Looking at the idea of opportunity, YouGov regularly explores people’s views. In their latest poll 65% of people in Scotland, 61% in the South of England, and 64% in the North agreed with the statement ‘your chances in life are broadly determined by your parents' socioeconomic status’. For the statement ‘everyone has equal opportunities to get where they want to in life regardless of their background’ those agreeing were 15% for Scots, 23% for Southerners and 20% for Northerners.
Measuring people’s commitment to community is tricky but in April, YouGov had a go by asking about people’s willingness to help others within their local area. Asked if they would volunteer to help people in their local community. 52% of Scots said they would do this, or already were doing it, compared to 56% in England.

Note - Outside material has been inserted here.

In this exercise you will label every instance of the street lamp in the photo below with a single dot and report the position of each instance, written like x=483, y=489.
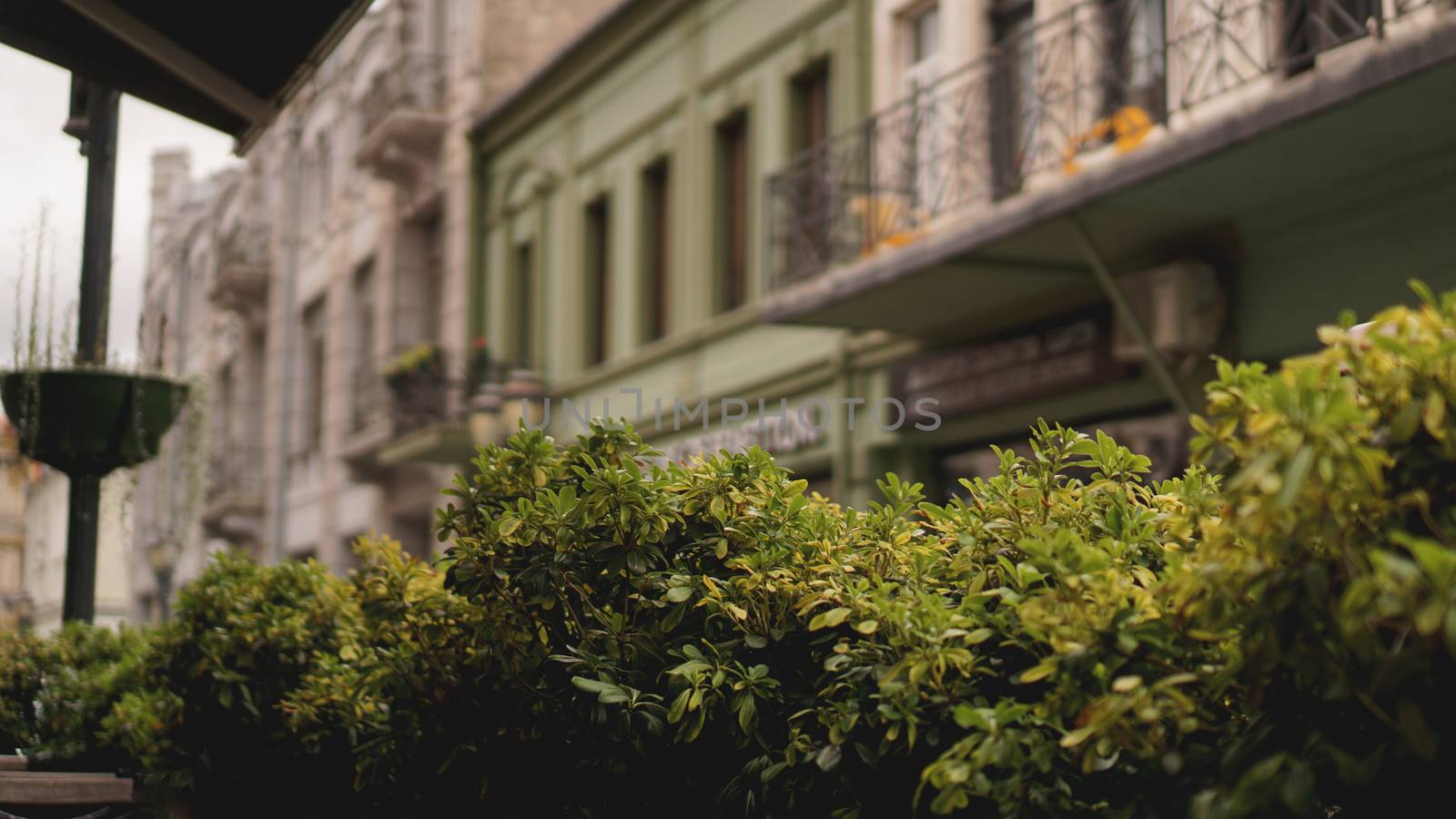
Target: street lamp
x=162, y=557
x=485, y=416
x=524, y=401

What about the rights that Yousaf cites as the basis for the distinctive Scottish consensus? On the right to strike, just last month YouGov carried out a large sample poll asking about people’s support for nurses going on strike. Even with this group of workers who are most criticised for going on strike, there was strong majority support for them withdrawing their labour across the UK. 36% of Scots strongly supported the nurses, one point lower than in London.
On the right to an adequate standard of living, there was strong support for gradually raising the minimum wage to £15 an hour across the UK. When Survation asked about this, support ranged between 62 and 70% with Scotland and London at the top of that range. When YouGov asked about support for a Universal Basic Income, almost half of the people in the UK were positive and, again, support in Scotland was at the same levels as in the South.

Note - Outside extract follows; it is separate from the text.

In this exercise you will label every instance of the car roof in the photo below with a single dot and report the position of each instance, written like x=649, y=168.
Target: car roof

Finally on the right to access healthcare free at the point of need, the Health Foundation polls on support for the founding principles of the NHS. On the founding idea of the NHS, that it should be free at the point of delivery, 93% of Scots polled and 90% of English respondents think that principle should definitely or probably still apply to the NHS.
If there is a consensus in Scotland on the cherished values and expected rights, it is a consensus that is shared across our island.
Of course, there are differences. The British Social Attitudes Survey notes that people in Scotland (20%) are more likely than those in England (13%) to say that income distribution is very unfair. We could focus on that or we could see that the same survey has identical numbers in Scotland and England (52%) agreeing that income distribution is unfair.
Looking at polling like this offers a choice for political leaders. Do you exploit the differences that exist in the margins to try to create borders, as is a nationalist’s preference? Or instead, do you choose to see what we have in common and work together to make all our lives better?
The consensus Yousaf claims is not exclusively Scottish. It is shared with our friends and neighbours. So instead of imagining divisions, let’s celebrate the progressive values we hold without denying the humanity of others. The things that are great about being Scottish and living in Scotland don’t rely on imagining that the English are villains.